Мег должна была уходить в половине восьмого. Она была так расстроена, что я сказал:

— Пойдем, посмотрим на него… я разбужу его.

Он сбросил с себя мешки, раскинул руки и ноги. Он лежал на спине, растянувшись на сене, и снова казался таким большим и мужественным. Рот полуоткрыт. Лицо обычное, спокойное. Жалко было будить его.

Она склонилась и посмотрела на него с любовью и нежностью. Потом погладила его. И тут он почесался и открыл глаза. Она вздрогнула от неожиданности. Он сонно улыбнулся и промурлыкал:

— Хэлло, Мег!

Я наблюдал его пробуждение. Он вспомнил, что с ним произошло, вздохнул, лицо снова приняло скорбное выражение. Он опять повалился на сено.

— Пойдем, Мег, — прошептал я. — Ему бы лучше поспать.

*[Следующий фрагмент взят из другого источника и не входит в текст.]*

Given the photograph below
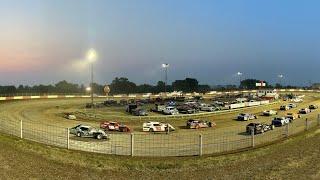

— Я накрою его, — сказала она, взяла мешок и очень ласково укрыла ему плечи. Он лежал совершенно спокойно и выглядел таким отрешенным, когда я увел ее.

Глава VII

ПОЭМА О ДРУЖБЕ

Обещание чудесной весны было нарушено еще до того, как полностью отцвел май. В течение всего этого весеннего месяца задувал сильный то северный, то северо-восточный ветер, принося с собой неистовый холодный дождь. Покрытые нежными почками деревья дрожали и стонали. Когда ветер дул потише, молодая листва хлопала, щелкала. Трава и злаки росли пышно, но свет от одуванчиков угас. Казалось, это было давным-давно, когда мы веселились среди желтого раздолья, зачарованные этими цветочками. Колокольчики тоже все умирали и умирали. Они покрывали поляны, словно символ скорби. Розовые лихнисы, казалось, появлялись только для того, чтобы тяжело поникнуть под дождем. Бутоны боярышника оставались сжатыми и твердыми, как жемчужины, прячась среди бриллиантово-зеленой листвы. Незабудки, бедные звездочки леса, были забиты сорняками. Часто в конце дня небо очищалось и огромные облака повисали над горизонтом где-то бесконечно далеко отсюда, посверкивая на расстоянии янтарным блеском. Они никогда не приближались. Всегда держались особняком, спокойно и величественно взирая на намокшую землю, потом, словно опасаясь, что их сияние может потускнеть, уплывали и пропадали с глаз долой. Иногда на закате облачная пелена ползла с запада к зениту, поглощая свет. Этот своеобразный балдахин с подсвеченными краями рос, поднимался все выше, ломался, распадался, и небо приобретало оттенок первоцвета, высокое и бледное небо с хрустальной луной. Тогда скот припадал к земле, напуганный холодом, а длинноклювые бекасы мерцали высоко над головой, кружили и кружили, как будто горло им обвила змея, отчаянно крича на просторе, их пронзительный зов был куда горше, чем жалкий протест чибисов-пигалиц. После таких вечеров наступали холодные и серые утра.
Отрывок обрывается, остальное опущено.